I think you know that, but prefer NOT to credit me for that much reason...and perhaps to avoid facing the reality I have clearly demonstrated?
"Why do you keep on demonizing them?"
Why do you continue to demonize ME so?
I have NO ICBM's aimed at you, or anywhere near you. I have no contingencies drawn up for an invasion of Australasia. I have NEVER carpet bombed anyone, nor sanctioned that act.
I was not suggesting an impending Chinese aerial assault. You know that. But, perhaps I should have painted a picture of a fascist Uncle Sam? Or a newly nationalistic Japan? Country X and Country Y? Maybe then you could see past the left/right partisanship and party politics to the thrust of my comment? Maybe?
"Revenge is never a good motive for bombing civilians."
Killing masses of unnamed civilians (in any manner, at any stage of development, or with any illness) is objectively wrong.
I agree.
Again, I will not defend the methods used in the Second World War, or of warfare in general. I simply defend the reality of the situation. I do not approve of war, I do my duty. What more can I say?

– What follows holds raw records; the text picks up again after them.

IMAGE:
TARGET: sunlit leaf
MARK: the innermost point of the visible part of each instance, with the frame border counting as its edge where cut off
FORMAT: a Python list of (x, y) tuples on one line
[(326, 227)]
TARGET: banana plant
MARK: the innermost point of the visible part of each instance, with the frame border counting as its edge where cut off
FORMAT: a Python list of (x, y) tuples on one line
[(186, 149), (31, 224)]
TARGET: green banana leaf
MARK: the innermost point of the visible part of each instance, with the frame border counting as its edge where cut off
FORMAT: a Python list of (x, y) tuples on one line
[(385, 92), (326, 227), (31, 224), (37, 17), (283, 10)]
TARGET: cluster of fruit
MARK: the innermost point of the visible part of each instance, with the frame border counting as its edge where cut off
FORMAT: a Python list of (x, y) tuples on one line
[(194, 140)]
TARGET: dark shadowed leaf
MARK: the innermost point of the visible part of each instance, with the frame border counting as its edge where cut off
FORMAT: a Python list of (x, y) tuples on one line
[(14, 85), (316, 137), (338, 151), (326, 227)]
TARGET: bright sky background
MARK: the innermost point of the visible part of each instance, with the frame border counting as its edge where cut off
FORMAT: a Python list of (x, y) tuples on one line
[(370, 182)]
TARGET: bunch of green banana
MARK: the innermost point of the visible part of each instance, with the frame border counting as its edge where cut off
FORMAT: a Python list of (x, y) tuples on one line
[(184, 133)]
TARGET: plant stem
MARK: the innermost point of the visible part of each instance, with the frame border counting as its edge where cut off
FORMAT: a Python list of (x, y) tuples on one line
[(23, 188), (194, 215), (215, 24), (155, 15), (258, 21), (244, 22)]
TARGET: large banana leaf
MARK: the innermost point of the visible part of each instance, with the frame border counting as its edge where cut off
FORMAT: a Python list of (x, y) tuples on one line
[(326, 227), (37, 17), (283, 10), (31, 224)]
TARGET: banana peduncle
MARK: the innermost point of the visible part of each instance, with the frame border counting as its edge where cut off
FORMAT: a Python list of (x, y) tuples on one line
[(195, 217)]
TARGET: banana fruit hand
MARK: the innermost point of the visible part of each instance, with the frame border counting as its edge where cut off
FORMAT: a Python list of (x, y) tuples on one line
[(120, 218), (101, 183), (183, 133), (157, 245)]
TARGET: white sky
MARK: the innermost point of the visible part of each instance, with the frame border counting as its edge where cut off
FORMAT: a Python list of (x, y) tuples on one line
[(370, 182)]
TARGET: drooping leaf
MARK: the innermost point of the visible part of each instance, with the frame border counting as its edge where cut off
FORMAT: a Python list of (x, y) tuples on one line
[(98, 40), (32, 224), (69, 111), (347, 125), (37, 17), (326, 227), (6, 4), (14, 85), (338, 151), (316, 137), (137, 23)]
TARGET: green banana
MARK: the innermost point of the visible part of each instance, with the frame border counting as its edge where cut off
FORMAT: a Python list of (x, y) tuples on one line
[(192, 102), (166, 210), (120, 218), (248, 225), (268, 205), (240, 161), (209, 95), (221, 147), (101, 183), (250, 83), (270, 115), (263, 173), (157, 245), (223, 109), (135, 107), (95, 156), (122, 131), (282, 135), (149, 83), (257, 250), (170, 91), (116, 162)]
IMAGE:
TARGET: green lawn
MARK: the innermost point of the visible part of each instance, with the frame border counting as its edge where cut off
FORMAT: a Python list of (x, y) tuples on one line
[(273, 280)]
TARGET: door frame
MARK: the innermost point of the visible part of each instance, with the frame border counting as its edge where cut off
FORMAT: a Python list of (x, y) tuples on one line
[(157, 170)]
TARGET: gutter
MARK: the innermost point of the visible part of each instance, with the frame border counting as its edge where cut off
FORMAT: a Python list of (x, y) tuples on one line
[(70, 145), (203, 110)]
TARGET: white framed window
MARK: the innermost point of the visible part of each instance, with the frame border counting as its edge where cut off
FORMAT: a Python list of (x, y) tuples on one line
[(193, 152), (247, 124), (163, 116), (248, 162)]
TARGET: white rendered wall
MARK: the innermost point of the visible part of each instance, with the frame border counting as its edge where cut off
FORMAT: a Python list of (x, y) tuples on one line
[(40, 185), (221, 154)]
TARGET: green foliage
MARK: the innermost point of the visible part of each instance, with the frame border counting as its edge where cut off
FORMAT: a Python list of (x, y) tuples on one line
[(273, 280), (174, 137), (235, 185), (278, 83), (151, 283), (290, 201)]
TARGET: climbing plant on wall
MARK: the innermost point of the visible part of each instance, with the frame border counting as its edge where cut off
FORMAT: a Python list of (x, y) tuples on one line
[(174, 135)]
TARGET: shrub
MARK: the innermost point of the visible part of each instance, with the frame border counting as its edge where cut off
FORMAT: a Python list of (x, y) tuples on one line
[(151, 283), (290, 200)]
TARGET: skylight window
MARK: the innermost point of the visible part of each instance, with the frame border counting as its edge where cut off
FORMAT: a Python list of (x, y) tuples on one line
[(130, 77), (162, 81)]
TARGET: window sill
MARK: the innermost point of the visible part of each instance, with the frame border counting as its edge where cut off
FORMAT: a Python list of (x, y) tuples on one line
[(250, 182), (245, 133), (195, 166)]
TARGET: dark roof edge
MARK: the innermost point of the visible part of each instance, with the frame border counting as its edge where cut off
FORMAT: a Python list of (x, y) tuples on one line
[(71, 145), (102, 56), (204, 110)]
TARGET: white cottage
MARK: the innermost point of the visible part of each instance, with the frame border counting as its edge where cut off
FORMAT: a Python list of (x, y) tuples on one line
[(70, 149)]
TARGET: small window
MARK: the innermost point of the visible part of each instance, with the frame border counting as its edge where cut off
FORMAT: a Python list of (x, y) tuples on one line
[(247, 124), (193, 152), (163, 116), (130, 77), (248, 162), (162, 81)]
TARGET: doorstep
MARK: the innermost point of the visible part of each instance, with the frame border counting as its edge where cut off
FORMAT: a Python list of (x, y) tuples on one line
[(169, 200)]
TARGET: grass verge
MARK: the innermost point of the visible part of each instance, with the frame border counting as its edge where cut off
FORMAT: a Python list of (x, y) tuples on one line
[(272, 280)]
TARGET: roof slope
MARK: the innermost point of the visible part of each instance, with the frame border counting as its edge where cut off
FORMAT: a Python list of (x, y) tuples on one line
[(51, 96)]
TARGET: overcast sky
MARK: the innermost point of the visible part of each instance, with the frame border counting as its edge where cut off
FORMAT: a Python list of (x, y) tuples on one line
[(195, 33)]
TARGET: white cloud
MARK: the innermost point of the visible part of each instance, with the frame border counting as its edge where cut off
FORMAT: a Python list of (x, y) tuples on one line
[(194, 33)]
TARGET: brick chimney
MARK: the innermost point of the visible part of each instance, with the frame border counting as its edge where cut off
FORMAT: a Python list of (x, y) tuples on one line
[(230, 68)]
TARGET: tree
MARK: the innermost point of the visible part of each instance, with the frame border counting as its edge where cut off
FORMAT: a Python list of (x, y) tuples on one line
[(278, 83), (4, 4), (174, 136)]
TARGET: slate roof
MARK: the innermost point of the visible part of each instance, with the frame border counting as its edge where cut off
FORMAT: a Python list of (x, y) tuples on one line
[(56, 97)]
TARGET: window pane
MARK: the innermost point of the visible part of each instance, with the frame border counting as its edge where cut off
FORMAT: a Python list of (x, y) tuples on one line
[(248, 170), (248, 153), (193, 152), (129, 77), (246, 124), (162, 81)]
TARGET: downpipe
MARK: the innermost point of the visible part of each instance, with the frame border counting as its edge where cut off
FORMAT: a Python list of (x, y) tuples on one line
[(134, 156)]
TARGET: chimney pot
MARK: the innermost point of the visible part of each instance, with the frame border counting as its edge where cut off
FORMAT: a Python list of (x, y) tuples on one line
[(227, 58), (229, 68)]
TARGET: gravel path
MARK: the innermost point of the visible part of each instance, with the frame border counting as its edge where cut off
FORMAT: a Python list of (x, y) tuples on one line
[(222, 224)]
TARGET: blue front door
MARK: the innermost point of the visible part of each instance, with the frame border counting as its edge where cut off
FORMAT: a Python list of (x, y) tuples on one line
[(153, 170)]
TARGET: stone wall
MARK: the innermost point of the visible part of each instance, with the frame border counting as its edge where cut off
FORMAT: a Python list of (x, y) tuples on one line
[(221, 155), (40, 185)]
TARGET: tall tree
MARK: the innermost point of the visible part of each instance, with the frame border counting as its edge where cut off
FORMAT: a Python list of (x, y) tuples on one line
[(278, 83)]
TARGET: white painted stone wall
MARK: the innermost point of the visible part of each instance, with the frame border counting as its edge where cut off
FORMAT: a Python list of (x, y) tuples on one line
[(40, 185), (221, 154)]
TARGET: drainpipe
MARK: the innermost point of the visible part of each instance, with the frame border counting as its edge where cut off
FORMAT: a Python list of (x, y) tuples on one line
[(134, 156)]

Please stop insinuating that I do approve of mass bombings and slaughter, or that I am somehow ignorant of my trade. I have actually SEEN the things you read about, and you think you find them more distasteful than me?
Never mind....
You keep on thinking that way, and I will keep on thinking my way - so that you can.
CrusadeRex,
ReplyDeleteOK, I accept what you write.
Although you did write something revealing with: ' "It didn't work in WWII". Did Dresden work? Did Bomber Command work? We won the war ... It worked all too well'.
We won the war because the Soviets paid the price. The casualties of the western allies in the month after D-day, which was a maximum for the western allies in Europe, the Soviets were suffering every single month of the war since June, 1941, and more, with a total of around 27 million for the war.